Supreme Court ends term with two key tax decisions
We spend the vast majority of our time unraveling the complexities of payroll law. But sometimes it’s good to step out and stretch our intellectual muscles by delving into other areas of tax law.
Let’s take a break from the never-ending saga of tax reform to consider what the Supreme Court did last week.
Quill is dead, long live Wayfair
Unless a retailer has a physical presence in your state, you don’t pay sales taxes when you buy something over the internet or through a catalog. (Are there catalog sales anymore?) You’re supposed to pay state use taxes, but, let’s face it, no one does and states don’t really have any mechanism to enforce their use-tax rules. This physical presence test grew out of a 1992 Supreme Court case—Quill Corp. v. North Dakota.
Last week, however, the Supreme Court issued its opinion in South Dakota v. Wayfair, Inc. (No. 17-949). It tosses Quill’s physical presence test out the window.
The court said Quill had become unwieldy in the age of internet sales. States and brick-and-mortar retailers were losing millions of dollars in taxes and revenue, respectively, because internet retailers didn’t have to add sales tax to their customers’ orders.
Under Wayfair, states may require out-of-state retailers to collect sales tax on items sold in their states, regardless of whether those retailers are physically present in that state. There are some unanswered questions, like whether is there a de minimis threshold below which a state cannot mandate sales tax collection, but, thankfully, those questions aren’t for us.
So aside from you (and the company) maybe having to pay sales taxes on your online purchases, does this case affect your liability to withhold income taxes from wages paid to employees who work interstate? The good news is not really.
States generally set their income tax and withholding rules separately from their sales tax rules, although you must still be physically present in a state before that state can require you to withhold its taxes. You can be physically present in a state through the actions of your employees, even if you don’t have an office in that state. For example, Connecticut allows out-of-state employees to work there for up to 15 days a year before out-of-state employers become liable to withhold Connecticut income taxes.

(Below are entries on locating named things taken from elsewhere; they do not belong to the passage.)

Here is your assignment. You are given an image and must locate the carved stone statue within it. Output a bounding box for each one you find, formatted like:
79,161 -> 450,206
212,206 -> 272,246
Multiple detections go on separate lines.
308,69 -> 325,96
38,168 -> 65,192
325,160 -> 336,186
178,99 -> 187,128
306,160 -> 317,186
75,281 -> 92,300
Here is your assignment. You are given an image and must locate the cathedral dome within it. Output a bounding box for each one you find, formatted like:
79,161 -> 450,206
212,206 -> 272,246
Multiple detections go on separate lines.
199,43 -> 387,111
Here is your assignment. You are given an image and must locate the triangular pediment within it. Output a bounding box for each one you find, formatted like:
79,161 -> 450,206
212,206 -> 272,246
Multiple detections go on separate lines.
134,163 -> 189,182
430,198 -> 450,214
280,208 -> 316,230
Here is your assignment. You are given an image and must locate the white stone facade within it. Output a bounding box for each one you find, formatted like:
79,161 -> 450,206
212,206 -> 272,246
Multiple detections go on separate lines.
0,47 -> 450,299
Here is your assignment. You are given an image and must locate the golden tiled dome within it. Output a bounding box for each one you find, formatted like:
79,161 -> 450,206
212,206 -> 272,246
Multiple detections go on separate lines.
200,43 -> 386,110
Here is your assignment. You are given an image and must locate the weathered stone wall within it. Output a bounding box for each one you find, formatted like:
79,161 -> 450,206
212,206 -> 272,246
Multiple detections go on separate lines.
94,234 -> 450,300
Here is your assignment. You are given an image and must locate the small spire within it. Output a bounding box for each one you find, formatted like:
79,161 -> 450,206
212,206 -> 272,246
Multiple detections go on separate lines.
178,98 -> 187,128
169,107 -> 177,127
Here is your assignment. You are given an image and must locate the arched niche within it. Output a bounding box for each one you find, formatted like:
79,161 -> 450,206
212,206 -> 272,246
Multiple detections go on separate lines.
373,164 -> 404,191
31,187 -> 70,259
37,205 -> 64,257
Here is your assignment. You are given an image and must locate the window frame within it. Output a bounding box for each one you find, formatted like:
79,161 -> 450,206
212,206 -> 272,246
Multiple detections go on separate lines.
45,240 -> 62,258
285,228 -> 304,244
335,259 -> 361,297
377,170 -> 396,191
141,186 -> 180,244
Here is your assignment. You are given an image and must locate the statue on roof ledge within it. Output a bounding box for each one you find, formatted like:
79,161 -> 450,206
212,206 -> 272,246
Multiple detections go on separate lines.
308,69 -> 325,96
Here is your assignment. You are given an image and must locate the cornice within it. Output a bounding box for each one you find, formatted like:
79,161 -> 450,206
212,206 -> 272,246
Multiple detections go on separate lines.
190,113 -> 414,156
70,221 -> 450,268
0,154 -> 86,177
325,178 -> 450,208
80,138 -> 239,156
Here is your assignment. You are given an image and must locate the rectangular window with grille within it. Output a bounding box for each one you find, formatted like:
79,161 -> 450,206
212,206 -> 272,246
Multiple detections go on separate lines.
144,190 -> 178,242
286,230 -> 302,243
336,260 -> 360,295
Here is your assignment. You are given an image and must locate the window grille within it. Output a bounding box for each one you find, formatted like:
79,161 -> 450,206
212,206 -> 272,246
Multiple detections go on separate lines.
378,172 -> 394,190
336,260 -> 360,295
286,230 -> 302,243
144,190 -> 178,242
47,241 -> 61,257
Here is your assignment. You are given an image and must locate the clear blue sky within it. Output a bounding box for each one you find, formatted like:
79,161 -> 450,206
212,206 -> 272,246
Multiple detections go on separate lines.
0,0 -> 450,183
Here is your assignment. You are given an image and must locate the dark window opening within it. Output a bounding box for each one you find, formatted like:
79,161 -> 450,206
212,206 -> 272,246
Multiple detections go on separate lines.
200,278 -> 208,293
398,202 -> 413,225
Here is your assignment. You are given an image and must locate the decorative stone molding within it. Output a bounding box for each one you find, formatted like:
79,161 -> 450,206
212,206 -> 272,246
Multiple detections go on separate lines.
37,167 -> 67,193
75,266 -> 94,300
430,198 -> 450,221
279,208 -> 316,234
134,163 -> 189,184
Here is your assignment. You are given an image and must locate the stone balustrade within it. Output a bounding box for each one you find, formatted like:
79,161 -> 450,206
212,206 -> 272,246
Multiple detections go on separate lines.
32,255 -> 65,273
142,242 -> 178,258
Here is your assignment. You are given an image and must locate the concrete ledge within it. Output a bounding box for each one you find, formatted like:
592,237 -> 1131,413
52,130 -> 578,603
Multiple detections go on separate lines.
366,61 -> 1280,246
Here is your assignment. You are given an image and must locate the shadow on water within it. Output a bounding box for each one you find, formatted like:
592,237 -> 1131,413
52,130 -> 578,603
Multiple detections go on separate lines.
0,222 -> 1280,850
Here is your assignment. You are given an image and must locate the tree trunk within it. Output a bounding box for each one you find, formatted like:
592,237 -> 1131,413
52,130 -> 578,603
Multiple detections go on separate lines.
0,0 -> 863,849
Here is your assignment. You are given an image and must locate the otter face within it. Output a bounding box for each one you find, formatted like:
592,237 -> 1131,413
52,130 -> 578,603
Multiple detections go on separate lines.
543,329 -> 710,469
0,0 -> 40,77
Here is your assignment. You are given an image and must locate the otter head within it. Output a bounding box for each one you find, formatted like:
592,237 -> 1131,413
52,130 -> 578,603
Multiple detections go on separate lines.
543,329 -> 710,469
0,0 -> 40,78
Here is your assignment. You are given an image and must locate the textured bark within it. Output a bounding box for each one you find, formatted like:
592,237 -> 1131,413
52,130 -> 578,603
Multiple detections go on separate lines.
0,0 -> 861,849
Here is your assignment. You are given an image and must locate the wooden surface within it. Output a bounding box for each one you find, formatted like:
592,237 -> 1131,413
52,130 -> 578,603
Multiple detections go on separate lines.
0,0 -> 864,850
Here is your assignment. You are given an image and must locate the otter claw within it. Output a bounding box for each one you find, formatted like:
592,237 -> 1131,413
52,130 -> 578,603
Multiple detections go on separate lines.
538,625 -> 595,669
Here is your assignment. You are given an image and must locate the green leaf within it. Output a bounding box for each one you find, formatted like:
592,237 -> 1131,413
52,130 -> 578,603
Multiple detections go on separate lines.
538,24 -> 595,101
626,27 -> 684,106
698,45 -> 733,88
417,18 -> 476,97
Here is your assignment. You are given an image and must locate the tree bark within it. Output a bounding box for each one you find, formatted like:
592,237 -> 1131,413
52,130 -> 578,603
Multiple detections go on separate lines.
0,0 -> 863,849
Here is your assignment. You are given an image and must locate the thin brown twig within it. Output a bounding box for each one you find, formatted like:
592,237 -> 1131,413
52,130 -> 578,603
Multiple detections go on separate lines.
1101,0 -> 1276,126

Other states require withholding from the first day an employee sets foot in it. But you can see the problem with this right away—again, there’s no real mechanism for a state to enforce its income tax and withholding rules, especially if an employee is in a state for a short period of time, say, to attend a conference.
Stock isn’t money
Private railroads seem to exist in their own little tax universe. For example, there’s FICA, which every employee and employer pay, and then there’s the railroad retirement tax, which operates much like FICA, with the same tax rates and wage bases. Who pays it is pretty self-explanatory.
Unlike FICA, however, this tax reaches only cash remuneration. So the question for the justices in Wisconsin Central Limited v. U.S. (No. 17-530) was whether cash remuneration includes stock. It ruled it does not, even though stock can easily be covered into cash.
So the good news is that payroll dodged a bullet this Supreme Court term. The bad news is that we may not be so lucky next term.